Este hotel alberga a muchas estrellas y celebridades, por lo que normalmente hay mucha atención. Antes llegaron coches de policía, lo que atrajo la atención de muchos.

Algunos, en busca de seguidores, grabaron videos falsos diciendo que algún actor famoso había sido arrestado por prostitución.

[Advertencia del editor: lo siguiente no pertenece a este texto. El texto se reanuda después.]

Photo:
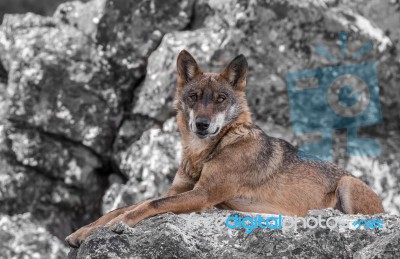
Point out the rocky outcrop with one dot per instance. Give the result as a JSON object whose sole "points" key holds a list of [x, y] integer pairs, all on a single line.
{"points": [[86, 118], [205, 235], [21, 238], [65, 84]]}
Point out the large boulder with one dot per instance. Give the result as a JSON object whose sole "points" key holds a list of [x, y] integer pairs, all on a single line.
{"points": [[205, 235], [65, 82]]}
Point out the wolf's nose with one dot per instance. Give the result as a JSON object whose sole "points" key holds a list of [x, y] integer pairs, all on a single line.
{"points": [[202, 123]]}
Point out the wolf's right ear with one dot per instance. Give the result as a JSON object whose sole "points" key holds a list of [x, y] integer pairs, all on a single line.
{"points": [[187, 67]]}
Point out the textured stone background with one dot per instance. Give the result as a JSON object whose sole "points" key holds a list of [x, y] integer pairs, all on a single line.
{"points": [[86, 123]]}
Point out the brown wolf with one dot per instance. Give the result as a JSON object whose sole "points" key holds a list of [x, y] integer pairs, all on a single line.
{"points": [[230, 163]]}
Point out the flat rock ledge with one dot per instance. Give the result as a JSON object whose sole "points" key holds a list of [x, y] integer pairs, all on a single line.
{"points": [[205, 235]]}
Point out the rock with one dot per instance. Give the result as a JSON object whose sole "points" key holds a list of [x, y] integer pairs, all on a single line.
{"points": [[55, 76], [22, 238], [155, 95], [381, 177], [150, 165], [53, 180], [127, 32], [205, 235]]}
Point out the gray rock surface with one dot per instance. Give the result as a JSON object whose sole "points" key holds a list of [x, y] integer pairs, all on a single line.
{"points": [[205, 235], [86, 118]]}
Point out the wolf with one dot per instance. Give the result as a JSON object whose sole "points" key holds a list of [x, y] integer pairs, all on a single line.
{"points": [[230, 163]]}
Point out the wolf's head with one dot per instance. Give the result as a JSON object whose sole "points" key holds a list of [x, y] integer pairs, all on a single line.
{"points": [[210, 101]]}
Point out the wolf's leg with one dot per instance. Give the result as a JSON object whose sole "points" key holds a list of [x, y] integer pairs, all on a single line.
{"points": [[179, 185], [354, 197]]}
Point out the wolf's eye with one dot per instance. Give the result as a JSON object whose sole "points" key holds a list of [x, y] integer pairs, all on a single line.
{"points": [[193, 97], [221, 98]]}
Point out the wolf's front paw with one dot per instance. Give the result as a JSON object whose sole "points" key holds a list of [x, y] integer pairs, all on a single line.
{"points": [[75, 239]]}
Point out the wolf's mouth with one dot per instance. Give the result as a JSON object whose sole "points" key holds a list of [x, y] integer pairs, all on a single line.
{"points": [[205, 134]]}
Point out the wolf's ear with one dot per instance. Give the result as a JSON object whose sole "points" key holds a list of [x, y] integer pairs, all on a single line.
{"points": [[236, 72], [187, 66]]}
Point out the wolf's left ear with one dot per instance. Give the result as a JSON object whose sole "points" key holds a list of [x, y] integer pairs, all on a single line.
{"points": [[236, 72], [187, 66]]}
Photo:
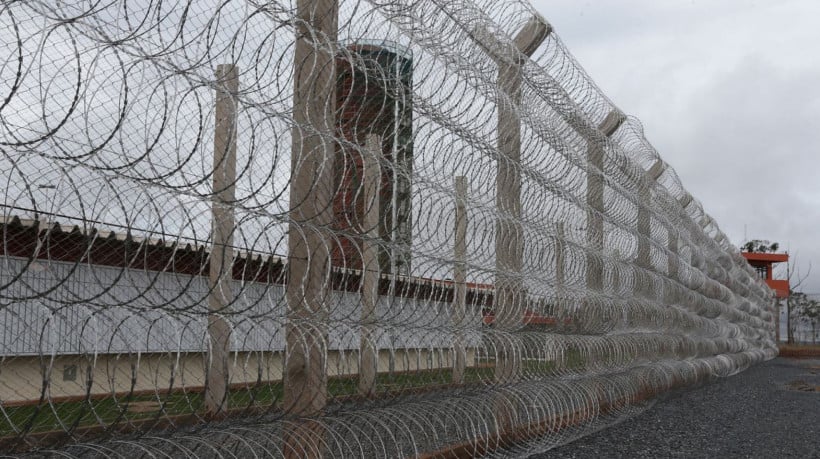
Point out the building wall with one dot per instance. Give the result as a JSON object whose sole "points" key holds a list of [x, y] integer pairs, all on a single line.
{"points": [[22, 379]]}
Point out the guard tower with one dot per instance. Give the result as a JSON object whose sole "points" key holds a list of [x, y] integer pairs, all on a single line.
{"points": [[374, 82], [762, 263]]}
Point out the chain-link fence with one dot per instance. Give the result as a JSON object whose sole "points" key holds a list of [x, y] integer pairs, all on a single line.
{"points": [[342, 229]]}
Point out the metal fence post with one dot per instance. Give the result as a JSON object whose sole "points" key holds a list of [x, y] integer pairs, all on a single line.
{"points": [[220, 278], [460, 279], [305, 373], [368, 353]]}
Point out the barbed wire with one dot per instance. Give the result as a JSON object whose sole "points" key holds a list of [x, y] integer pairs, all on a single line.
{"points": [[338, 229]]}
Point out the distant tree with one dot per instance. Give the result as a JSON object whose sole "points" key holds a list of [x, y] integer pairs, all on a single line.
{"points": [[760, 246], [809, 311]]}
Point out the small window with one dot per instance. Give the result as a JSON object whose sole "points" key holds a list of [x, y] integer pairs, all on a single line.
{"points": [[69, 372]]}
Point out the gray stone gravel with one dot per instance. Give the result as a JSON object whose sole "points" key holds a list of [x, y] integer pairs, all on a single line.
{"points": [[754, 414]]}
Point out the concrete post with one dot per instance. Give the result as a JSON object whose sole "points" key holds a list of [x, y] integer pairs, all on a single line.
{"points": [[595, 202], [560, 274], [311, 192], [221, 258], [643, 261], [508, 298], [368, 364], [460, 279]]}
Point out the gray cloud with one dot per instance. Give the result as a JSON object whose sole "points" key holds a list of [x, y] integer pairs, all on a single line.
{"points": [[727, 92]]}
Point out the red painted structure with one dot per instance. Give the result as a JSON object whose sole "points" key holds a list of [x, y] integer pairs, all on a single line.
{"points": [[762, 262]]}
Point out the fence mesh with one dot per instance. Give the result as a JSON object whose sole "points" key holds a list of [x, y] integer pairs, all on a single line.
{"points": [[340, 229]]}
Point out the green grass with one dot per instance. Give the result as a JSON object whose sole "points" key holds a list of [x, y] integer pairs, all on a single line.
{"points": [[109, 410]]}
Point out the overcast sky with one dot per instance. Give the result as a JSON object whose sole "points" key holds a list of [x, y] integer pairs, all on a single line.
{"points": [[729, 94]]}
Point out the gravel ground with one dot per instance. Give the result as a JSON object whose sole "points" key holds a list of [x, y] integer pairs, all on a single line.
{"points": [[760, 413]]}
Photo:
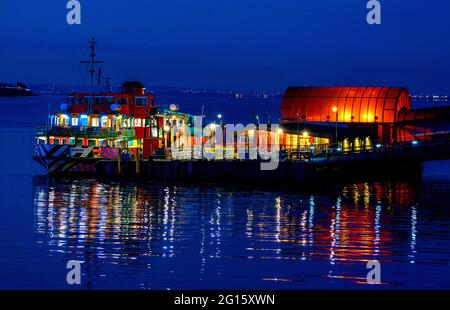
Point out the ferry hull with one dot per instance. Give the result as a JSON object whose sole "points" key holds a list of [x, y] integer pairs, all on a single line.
{"points": [[59, 159]]}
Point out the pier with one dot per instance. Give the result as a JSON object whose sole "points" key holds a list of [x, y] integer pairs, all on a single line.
{"points": [[392, 160]]}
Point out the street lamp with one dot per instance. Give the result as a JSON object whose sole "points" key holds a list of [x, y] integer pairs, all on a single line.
{"points": [[335, 111]]}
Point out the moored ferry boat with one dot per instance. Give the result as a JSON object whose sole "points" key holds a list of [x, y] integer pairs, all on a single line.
{"points": [[99, 126], [90, 127]]}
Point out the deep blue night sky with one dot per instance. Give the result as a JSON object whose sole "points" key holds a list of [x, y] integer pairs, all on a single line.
{"points": [[239, 44]]}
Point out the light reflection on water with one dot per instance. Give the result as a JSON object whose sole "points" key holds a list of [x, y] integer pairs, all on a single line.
{"points": [[186, 236]]}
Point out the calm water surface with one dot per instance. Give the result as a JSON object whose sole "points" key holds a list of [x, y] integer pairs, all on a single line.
{"points": [[180, 236]]}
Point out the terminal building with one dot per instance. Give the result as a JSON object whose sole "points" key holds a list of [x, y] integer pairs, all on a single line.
{"points": [[355, 118]]}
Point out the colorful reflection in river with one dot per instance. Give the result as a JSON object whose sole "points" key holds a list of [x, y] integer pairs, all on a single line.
{"points": [[217, 236]]}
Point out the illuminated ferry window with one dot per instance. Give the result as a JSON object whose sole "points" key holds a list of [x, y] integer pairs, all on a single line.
{"points": [[122, 101], [84, 120], [104, 121], [98, 100], [154, 132], [141, 101]]}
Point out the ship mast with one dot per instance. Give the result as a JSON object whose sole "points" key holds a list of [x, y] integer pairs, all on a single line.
{"points": [[92, 62]]}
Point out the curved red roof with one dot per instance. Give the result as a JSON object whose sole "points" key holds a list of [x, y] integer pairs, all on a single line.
{"points": [[354, 104]]}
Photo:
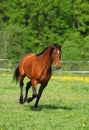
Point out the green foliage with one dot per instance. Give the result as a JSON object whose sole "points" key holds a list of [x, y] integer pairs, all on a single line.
{"points": [[29, 26], [64, 105]]}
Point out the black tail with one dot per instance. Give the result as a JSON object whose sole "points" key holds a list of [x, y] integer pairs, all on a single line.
{"points": [[16, 75]]}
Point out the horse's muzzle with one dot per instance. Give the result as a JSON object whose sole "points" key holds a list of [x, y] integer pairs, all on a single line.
{"points": [[58, 67]]}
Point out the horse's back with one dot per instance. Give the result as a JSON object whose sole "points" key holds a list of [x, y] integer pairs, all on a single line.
{"points": [[24, 62]]}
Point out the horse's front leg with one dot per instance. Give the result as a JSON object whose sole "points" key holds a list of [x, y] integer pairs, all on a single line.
{"points": [[27, 88], [34, 95], [43, 85], [21, 92]]}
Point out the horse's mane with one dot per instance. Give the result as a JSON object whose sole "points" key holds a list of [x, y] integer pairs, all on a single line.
{"points": [[51, 49], [42, 51]]}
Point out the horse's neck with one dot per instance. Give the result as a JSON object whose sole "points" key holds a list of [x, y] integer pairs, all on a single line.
{"points": [[46, 58]]}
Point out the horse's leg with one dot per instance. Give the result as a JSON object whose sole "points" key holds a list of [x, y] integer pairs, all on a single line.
{"points": [[27, 88], [21, 91], [43, 85], [34, 95]]}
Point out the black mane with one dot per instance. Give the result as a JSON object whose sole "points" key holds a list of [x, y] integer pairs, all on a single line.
{"points": [[42, 52], [51, 49]]}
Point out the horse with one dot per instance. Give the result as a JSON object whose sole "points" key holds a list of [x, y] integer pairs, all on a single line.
{"points": [[38, 68]]}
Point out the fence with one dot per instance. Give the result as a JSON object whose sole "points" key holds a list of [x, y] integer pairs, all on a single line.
{"points": [[67, 66]]}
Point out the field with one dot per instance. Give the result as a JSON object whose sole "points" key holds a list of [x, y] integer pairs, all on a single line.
{"points": [[64, 105]]}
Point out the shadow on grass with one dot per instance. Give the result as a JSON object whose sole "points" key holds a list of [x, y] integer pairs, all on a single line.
{"points": [[50, 107]]}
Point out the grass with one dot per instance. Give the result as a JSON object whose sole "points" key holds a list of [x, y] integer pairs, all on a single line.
{"points": [[64, 105]]}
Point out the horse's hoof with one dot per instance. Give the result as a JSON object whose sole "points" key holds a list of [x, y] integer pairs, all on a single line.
{"points": [[24, 100], [36, 109], [28, 100], [21, 100]]}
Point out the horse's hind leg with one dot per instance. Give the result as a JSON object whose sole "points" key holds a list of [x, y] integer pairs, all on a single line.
{"points": [[27, 88], [43, 85]]}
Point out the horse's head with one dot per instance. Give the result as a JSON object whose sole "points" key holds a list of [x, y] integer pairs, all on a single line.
{"points": [[56, 54]]}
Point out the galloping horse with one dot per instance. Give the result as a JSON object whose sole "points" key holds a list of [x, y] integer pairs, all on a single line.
{"points": [[37, 67]]}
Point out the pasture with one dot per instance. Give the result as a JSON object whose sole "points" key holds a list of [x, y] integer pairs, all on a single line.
{"points": [[64, 105]]}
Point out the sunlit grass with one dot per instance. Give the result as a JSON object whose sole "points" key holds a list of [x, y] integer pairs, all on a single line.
{"points": [[64, 105]]}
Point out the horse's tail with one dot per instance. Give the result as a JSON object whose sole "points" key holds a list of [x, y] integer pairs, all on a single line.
{"points": [[16, 75]]}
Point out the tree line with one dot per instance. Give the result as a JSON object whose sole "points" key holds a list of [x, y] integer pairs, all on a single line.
{"points": [[31, 25]]}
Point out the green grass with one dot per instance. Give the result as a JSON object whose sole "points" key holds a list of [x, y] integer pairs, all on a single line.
{"points": [[64, 105]]}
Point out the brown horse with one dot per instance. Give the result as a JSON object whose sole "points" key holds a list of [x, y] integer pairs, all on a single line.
{"points": [[37, 67]]}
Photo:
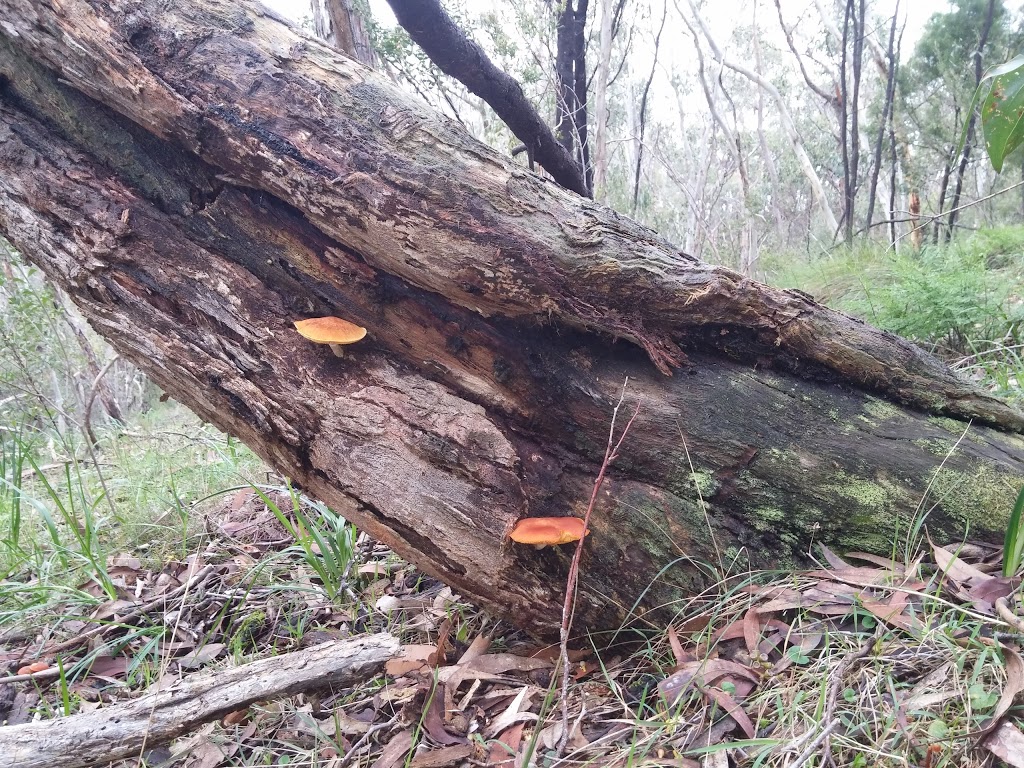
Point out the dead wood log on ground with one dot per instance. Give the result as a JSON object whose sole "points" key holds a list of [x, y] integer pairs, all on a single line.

En los últimos años, muchos hombres famosos han seguido este camino. Antes hubo un tema popular en Internet sobre quién sería el primero en caer en desgracia.

Cuando se publicó ese video, atrajo a innumerables personas. La gente local vino rápidamente, e incluso algunos de otros lugares tomaron vuelos para llegar allí.

No era hora pico, y el transporte era fácil, así que ya había mucha gente en esa área. Por eso, había mucha gente afuera del hotel.

Debido a la gran cantidad de gente en la entrada, Wei Fu y los demás no podían salir. Tuvieron que preguntarle al personal dónde estaba la puerta trasera. Pero cuando llegaron allí, vieron que también estaba llena de gente, todos con teléfonos móviles o cámaras, tomando fotos y grabando videos constantemente.

Desde que salió del ascensor, Ying Jiu mantuvo la visera de su sombrero baja, temiendo que lo vieran la cara.